Anyone on here own one and can tell me about the thickness of the necks? I'm looking into ordering a new six string, but I don't want one with a huge ass neck.


Really just looking for a new six, I guess. Any recommendations?

Looking a the Ibanez SR 706

Edit: 50 views and no one has been able to offer he any help?


----------



## rogrotten (Jul 14, 2011)

I played a spector bass like 5 or 6 years ago, I don't recall the neck being super thick, it's not ass slim as an Ibanez though, I don't know if their necks have changed since I played one.


----------



## rogrotten (Jul 14, 2011)

you should check if your local sam ash has any in stock and go try it.


----------



## SilenceIsACrime (Jul 14, 2011)

I own one of the lower end 4 strings and the neck is pretty damn comfortable to me (to give some sort of reference: I pretty much play Ibanez guitars exclusively).
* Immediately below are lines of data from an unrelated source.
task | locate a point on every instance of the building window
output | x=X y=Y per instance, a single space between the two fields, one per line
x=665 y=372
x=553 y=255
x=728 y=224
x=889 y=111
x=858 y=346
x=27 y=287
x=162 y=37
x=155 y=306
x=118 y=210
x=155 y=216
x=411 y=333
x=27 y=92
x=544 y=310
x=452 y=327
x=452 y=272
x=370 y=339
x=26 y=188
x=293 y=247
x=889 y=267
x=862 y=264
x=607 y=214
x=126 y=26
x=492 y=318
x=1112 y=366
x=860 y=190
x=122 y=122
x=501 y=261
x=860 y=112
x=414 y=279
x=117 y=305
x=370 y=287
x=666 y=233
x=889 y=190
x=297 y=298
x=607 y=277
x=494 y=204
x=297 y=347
I would agree with Rogrotten that it's probably not *as* thin, but still quite nice.


----------



## codync (Jul 14, 2011)

I own a Spector Legend six. Not sure if you mean the neck width from string to string or the thickness of the neck, but I wouldn't say either is bad. The string spacing is wider and much more comfortable than on an Ibanez six.


----------



## MaxOfMetal (Jul 14, 2011)

My Spector Euro 5LX's neck was a tad thicker and rounder than my StingRay 5, and thinner than my Carvin Icon 5. Overall it was a comfotable profile, but a little thick for my tastes. From what I understand the Rebop basses are a little thinner and flatter. 

I would never really describe Spector bass necks as "thin", but they still are very comfortable. Kinda like how 50's Gibson profiles are hefty but still play fast. It's all in the shape.

EDIT: In comparison to the SR706, the Spector will have a MUCH thicker and rounder neck.


----------



## jordanky (Jul 15, 2011)

I've played both a Spector Legend 6 and an Ibanez SR706. The Ibanez feels thinner and a little bit flatter, but the Spector is a hair most round, enough to fit the palm of your hand. That's how I think anyway, but neck feel is a touchy subject, literally!


----------



## insertcoolname (Jul 19, 2011)

The neck through Euro's I've played have had baseball bat necks, but it sounds like the bolt on's are quite a bit thinner. Just my experience from owning a Euro 4 NT and playing a few Euro 5 NT's in stores so take it for what it's worth.


----------